Skip to content

Medium-scale Computations

Overview

The notebook for this example runs medium-scale computations on a notebook instance in GCP Vertex AI Workbench using XArray and Dask.

Step 1: Create a notebook environment in Vertex AI

Follow the steps in the GCP documentation to create a user-managed notebook instance within Vertex AI Workbench.

From the Google Cloud Console, navigate to Vertex AI > Workbench, then click on New Notebook in the User-managed Notebooks tab. For this example you can select the Python 3 environment, give your notebook a name, and select your desired region and zone.

Creating a notebook instance in GCP Vertex AI Workbench

You can click on the Create button to create your notebook, or you can customize your machine type and other settings by clicking on the Advanced Options button.

For this example, we'll use a n1-standard-32 notebook instance that has 32 vCPUs and 120 GB RAM by setting the following machine configuration in the Advanced Options page:

Specifying a machine configuration in GCP Vertex AI Workbench

Once the notebook instance is running, click on the Open JupyterLab button to view the notebook environment in your browser.

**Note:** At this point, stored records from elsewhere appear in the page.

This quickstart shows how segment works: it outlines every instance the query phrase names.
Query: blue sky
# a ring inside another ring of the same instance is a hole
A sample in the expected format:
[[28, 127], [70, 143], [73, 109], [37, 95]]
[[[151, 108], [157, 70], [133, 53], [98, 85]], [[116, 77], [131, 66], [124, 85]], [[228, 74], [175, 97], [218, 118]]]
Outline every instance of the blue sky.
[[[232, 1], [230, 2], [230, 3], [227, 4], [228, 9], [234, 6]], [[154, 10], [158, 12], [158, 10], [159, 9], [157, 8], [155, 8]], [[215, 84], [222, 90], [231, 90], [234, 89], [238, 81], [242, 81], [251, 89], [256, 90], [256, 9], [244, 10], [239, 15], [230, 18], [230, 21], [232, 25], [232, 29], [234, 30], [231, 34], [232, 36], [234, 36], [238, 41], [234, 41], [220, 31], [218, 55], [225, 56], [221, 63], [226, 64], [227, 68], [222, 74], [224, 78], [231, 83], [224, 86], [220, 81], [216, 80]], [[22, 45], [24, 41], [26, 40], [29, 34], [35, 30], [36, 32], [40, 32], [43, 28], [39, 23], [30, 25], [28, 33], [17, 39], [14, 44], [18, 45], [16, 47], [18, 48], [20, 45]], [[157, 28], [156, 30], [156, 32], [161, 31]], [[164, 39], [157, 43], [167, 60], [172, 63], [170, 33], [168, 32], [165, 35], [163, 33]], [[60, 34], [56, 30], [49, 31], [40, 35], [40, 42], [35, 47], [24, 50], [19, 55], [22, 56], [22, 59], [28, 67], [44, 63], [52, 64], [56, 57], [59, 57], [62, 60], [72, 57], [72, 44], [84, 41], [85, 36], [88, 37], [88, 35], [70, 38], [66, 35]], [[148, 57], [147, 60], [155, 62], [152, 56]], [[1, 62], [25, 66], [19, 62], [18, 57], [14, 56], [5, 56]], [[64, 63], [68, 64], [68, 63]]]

Step 2: Create a new Python environment and notebook kernel

From within the notebook environment, open a new terminal window and create a conda environment with Python 3.8:

conda create -n py38 python=3.8

Activate the newly created environment:

conda activate py38

Install and register a notebook kernel for this environment.

conda install ipykernel

Step 3: Clone the repository

Clone the repository with these examples by running the following command:

git clone https://github.com/koverholt/scaling-python-on-gcp

Step 4: Install dependencies

Change to the scaling-python-on-gcp directory by running:

cd scaling-python-on-gcp

Install the Python packages in this repository by running:

pip install -r requirements.txt

Step 5: Run the medium-scale notebook

Open the notebook located at scaling-python-on-gcp/2-medium-scale/satellite-imagery.ipynb for this medium-scale computation, which contains all of the remaining code that you need to run for this example.

Be sure to switch to the notebook kernel for the py38 conda environment that you created earlier.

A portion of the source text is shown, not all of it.